Welcome to Wimbledon.
Having escaped the bubble several years ago, I find myself launched amongst Wombles, South Africans and Public School kids all over again. Shockingly incestuous for a SUBURBAN place. Bar hopping along the broadway you too can become spectator to many a drama unfold.
"Little S" and "M" were seen away from "N" early in the night as they ventured further afield than the Suburban Bar and Lounge. Rumor has it that "N" wanted to see a certain "Barman R"... This is all speculation of course. "N" was accompanied by "E" and "R".
"Little S" and "M" couldn't stay away for long though, stopping in suburban long enough for "Little S" to relieve herself.
"NI" was seen emerging from ladies toilets wiping her lips... only seconds later a rather pleased "J" emerged from same cubicle. You do the math.
"Mayor" was seen insulting "R"... we only hope that she can recover from such a comment, presumably about her shrinking dress size.

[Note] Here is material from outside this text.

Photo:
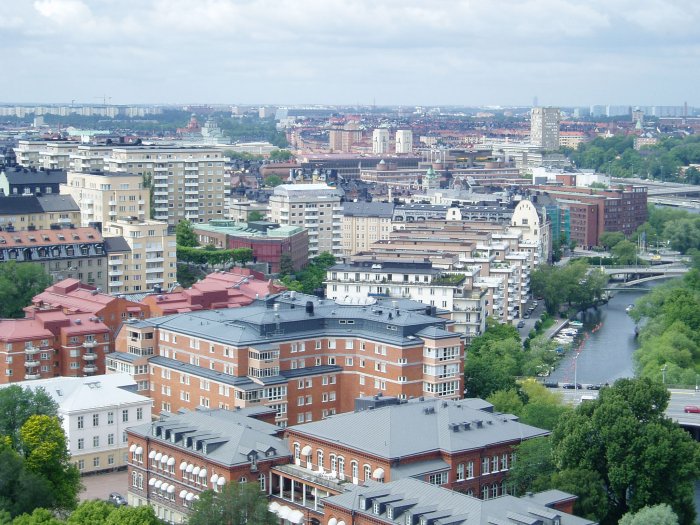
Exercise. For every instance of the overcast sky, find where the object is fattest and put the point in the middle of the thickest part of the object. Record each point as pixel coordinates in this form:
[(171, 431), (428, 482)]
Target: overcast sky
[(392, 52)]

"N" was seen last night on the steps of Wimbledon theatre eating chicken with R waiting for "Mayor" to get free entrance into Bar Sia. Interesting, I thought "R" was not welcome when "N" and "E" venture out together...
"N" was seen leaving BarSia without "Barman R".
"Mayor" is said to be fed up of all the dramas of Wimbledon and that he's fed up of sorting everyones problems out. Give over Mayor, you love it.